Let's practice our paper-reading skills to try to interpret this. "This maximum" is refering to the previous part of the paragraph, which talked about the fact that 1 is the value of the label for the positive class. So it's not possible for any value (except infinity) to result in 1 after sigmoid or softmax. In a paper, you won't normally see "any value" written; instead it will get a symbol, which in this case is $z_k$. This shorthand is helpful in a paper, because it can be referred to again later and the reader will know what value is being discussed.
Then it says "if $z_y\gg z_k$ for all $k\neq y$." In this case, the paper immediately follows the math with an English description, which is handy because you can just read that. In the math, the $y$ is refering to the target ($y$ is defined earlier in the paper; sometimes it's hard to find where symbols are defined, but nearly all papers will define all their symbols somewhere), and $z_y$ is the activation corresponding to the target. So to get close to 1, this activation needs to be much higher than all the others for that prediction.
Next, consider the statement "if the model learns to assign full probability to the ground-truth label for each training example, it is not guaranteed to generalize." This is saying that making $z_y$ really big means we'll need large weights and large activations throughout our model. Large weights lead to "bumpy" functions, where a small change in input results in a big change to predictions. This is really bad for generalization, because it means just one pixel changing a bit could change our prediction entirely!
Finally, we have "it encourages the differences between the largest logit and all others to become large, and this, combined with the bounded gradient $\frac{\partial\ell}{\partial z_k}$, reduces the ability of the model to adapt." The gradient of cross-entropy, remember, is basically output - target
. Both output
and target
are between 0 and 1, so the difference is between -1
and 1
, which is why the paper says the gradient is "bounded" (it can't be infinite). Therefore our SGD steps are bounded too. "Reduces the ability of the model to adapt" means that it is hard for it to be updated in a transfer learning setting. This follows because the difference in loss due to incorrect predictions is unbounded, but we can only take a limited step each time.
To use this in practice, we just have to change the loss function in our call to Learner
:
model = xresnet50(n_out=dls.c)
learn = Learner(dls, model, loss_func=LabelSmoothingCrossEntropy(),
metrics=accuracy)
learn.fit_one_cycle(5, 3e-3)
Like with Mixup, you won't generally see significant improvements from label smoothing until you train more epochs. Try it yourself and see: how many epochs do you have to train before label smoothing shows an improvement?
You have now seen everything you need to train a state-of-the-art model in computer vision, whether from scratch or using transfer learning. Now all you have to do is experiment on your own problems! See if training longer with Mixup and/or label smoothing avoids overfitting and gives you better results. Try progressive resizing, and test time augmentation.

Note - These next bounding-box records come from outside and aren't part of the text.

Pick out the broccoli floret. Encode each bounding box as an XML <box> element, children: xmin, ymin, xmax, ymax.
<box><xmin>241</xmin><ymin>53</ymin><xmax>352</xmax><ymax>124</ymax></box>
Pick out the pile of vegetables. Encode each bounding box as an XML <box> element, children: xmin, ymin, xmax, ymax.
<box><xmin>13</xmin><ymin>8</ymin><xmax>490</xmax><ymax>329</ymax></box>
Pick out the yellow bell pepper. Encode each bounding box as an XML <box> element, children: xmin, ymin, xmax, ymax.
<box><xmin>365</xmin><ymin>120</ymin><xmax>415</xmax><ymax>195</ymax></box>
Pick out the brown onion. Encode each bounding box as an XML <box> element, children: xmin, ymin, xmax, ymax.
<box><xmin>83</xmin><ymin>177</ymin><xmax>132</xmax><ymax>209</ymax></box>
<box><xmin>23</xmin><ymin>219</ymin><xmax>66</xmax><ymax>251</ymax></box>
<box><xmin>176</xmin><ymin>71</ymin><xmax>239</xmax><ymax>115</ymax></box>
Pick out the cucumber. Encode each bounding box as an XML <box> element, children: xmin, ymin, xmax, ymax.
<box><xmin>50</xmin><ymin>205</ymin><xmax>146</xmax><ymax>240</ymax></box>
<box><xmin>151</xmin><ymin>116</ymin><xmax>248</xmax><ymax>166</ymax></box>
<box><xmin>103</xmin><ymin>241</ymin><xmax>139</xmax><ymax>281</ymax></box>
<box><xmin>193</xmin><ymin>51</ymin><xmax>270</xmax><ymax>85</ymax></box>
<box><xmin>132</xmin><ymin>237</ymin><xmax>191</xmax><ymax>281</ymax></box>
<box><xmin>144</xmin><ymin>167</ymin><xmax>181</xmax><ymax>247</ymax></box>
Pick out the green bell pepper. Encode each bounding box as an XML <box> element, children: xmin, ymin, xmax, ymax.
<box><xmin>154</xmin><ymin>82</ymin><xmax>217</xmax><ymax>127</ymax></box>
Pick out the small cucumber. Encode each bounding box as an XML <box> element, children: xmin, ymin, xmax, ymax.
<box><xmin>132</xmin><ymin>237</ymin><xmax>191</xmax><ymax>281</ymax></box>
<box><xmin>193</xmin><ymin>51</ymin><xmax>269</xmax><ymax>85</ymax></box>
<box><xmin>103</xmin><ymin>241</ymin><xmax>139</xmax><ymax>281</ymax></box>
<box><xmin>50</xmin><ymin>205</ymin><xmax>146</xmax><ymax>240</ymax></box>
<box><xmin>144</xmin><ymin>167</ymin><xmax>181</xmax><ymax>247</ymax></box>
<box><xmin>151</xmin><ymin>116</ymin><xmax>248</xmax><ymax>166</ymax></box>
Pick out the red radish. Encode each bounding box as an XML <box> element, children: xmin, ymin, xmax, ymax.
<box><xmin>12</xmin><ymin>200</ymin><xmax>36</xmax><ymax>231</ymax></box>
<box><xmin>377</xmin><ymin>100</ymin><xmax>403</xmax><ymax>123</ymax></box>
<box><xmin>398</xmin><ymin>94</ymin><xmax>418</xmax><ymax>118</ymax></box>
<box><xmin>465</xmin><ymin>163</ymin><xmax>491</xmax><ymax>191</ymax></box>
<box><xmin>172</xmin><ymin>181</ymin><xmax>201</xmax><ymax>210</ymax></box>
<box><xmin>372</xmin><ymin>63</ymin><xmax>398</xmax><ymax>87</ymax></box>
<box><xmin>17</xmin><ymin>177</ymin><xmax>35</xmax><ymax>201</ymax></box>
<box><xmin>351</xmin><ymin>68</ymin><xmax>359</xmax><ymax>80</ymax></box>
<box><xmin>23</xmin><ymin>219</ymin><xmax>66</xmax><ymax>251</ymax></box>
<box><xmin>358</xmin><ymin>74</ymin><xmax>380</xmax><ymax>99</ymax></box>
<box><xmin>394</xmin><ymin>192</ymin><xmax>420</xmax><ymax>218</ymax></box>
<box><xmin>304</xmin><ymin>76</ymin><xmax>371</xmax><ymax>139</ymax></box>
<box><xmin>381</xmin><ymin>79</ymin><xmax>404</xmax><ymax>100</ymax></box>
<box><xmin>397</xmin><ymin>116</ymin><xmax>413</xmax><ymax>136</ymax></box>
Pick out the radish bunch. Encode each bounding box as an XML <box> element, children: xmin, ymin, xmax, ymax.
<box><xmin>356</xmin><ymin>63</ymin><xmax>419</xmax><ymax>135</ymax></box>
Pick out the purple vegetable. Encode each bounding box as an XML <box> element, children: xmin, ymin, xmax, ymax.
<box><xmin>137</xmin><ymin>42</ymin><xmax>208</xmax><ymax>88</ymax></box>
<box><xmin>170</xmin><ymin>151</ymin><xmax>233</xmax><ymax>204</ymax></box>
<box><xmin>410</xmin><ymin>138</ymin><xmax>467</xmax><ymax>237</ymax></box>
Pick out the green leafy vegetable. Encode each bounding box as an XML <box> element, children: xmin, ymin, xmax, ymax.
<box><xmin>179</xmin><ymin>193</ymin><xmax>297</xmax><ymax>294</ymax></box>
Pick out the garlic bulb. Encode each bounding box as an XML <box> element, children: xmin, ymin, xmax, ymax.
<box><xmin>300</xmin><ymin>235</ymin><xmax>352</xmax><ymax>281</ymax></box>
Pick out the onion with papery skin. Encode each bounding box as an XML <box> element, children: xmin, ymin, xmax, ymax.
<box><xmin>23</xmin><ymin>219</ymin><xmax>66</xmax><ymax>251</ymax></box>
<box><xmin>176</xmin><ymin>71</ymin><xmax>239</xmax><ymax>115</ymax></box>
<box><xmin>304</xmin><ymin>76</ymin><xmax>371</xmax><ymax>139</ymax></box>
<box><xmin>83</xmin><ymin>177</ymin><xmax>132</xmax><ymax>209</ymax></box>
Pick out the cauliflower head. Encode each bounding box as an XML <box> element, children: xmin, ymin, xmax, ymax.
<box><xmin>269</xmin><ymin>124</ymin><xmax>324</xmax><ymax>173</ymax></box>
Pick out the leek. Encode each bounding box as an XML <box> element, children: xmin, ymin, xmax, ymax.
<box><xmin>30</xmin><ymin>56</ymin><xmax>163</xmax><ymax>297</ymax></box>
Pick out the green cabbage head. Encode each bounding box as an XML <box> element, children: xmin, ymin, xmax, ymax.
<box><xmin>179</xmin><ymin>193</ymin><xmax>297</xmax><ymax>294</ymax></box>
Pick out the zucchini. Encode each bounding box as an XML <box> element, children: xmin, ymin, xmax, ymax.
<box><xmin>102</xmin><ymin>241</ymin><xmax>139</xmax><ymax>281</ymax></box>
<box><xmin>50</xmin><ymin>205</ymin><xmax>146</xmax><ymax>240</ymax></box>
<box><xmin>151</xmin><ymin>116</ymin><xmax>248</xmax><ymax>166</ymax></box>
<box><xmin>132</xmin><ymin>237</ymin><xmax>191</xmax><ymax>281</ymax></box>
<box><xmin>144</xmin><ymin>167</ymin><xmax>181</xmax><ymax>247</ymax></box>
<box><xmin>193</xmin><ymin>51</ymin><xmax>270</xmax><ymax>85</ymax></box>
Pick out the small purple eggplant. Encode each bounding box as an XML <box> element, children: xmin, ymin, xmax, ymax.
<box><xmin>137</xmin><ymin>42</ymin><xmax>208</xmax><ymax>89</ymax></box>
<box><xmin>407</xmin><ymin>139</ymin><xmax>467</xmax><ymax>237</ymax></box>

Most importantly, remember that if your dataset is big, there is no point prototyping on the whole thing. Find a small subset that is representative of the whole, like we did with Imagenette, and experiment on it.
In the next three chapters, we will look at the other applications directly supported by fastai: collaborative filtering, tabular modeling and working with text. We will go back to computer vision in the next section of the book, with a deep dive into convolutional neural networks in @sec-convolutions.